Uncheck the checkboxes under Advanced SSH Settings and Bookmark Settings.

appendices_stealthbits_privileged_2appendices_stealthbits_privileged_3

MobaXterm (RDP)

Configuration parameters for MobaXterm (RDP).

MobaXtermRDP configuration

Remote Host:

  • <proxyhostname>

Example:

sbpamhost

Username:

  • <connection string>

Example:

Netwrix\JonSmith+LocalAdmin+sql1

Port:

  • Port – The RDP listening port on the proxy
  • Default port – 4489

appendices_stealthbits_privileged_6

Check the Redirect Clipboard checkbox on the Advanced RDP Settings tab to enable pasting of the 2FA token.

Microsoft Remote Desktop Connection (RDP)

Configuration parameters for Microsoft Remote Desktop Connection (RDP).

appendices_stealthbits_privileged_4

Computer:

<proxyhostname>:<port>

Example:

Sbpamhost:4489

User Name Format:

  • <connection string>

User Name Example:

  • Netwrix\JonSmith+LocalAdmin+sql1

If there is no password prompt when executing an RDP shortcut, change the GPO setting. See the Configure Remote Desktop Connection to Prompt for Password topic for additional information.

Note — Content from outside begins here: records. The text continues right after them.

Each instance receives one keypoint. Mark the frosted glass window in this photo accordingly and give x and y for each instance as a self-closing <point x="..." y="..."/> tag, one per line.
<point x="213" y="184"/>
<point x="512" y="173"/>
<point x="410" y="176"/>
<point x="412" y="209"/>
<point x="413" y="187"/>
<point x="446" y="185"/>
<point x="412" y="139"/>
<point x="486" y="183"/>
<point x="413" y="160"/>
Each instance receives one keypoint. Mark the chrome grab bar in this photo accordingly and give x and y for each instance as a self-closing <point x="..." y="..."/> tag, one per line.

Microsoft Remote Desktop Connection Manager (RDP)

Configure the Microsoft Remote Desktop Connection Manager (RDC Manager).

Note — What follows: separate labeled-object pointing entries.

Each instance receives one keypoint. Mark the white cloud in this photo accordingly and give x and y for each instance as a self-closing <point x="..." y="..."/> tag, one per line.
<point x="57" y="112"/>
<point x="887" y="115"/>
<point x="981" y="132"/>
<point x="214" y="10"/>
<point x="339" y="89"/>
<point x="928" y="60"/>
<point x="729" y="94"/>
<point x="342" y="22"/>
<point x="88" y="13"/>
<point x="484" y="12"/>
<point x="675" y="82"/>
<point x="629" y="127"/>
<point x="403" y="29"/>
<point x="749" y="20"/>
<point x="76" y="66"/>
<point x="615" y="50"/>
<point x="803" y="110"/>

appendices_stealthbits_privileged_7appendices_stealthbits_privileged_8

Server name:

<proxyhostname>:<port>

Server name example:

Sbpamhost:4489

User Name Format:

\<connection string>

NOTE: The user name starts with __ (back slash).

User Name Example:

\Netwrix\JonSmith+LocalAdmin+sql1

Server Name/Port:

localhost:4489

If there is no password prompt when executing an RDP shortcut, change the GPO setting. See the Configure Remote Desktop Connection to Prompt for Password topic for additional information.

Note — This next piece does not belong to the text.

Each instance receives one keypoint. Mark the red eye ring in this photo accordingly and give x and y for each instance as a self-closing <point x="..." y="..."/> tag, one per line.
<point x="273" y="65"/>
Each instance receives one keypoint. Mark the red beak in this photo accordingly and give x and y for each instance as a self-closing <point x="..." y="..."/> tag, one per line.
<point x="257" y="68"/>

Configure Remote Desktop Connection to Prompt for Password

Follow the steps to configure the RDP Group Policy to always prompt for user credentials and password.

Step 1 – Open the Group Policy Management Editor.

Step 2 – Navigate to Computer Configuration > Administrative Templates > Windows Components > Remote Desktop Services > Remote Desktop Connection Client

Configure Remote Desktop Connection to Prompt for Password

Step 3 – Right click on Prompt for credentials on the client computer and select Edit from the context menu.

appendices_stealthbits_privileged_10

Step 4 – In the Prompt for Credentials on the Client Computer window, select Enabled.

Step 5 – Click OK to save changes.

The Remote Desktop Connection (RDP) Group Policy is configured to always ask for credentials.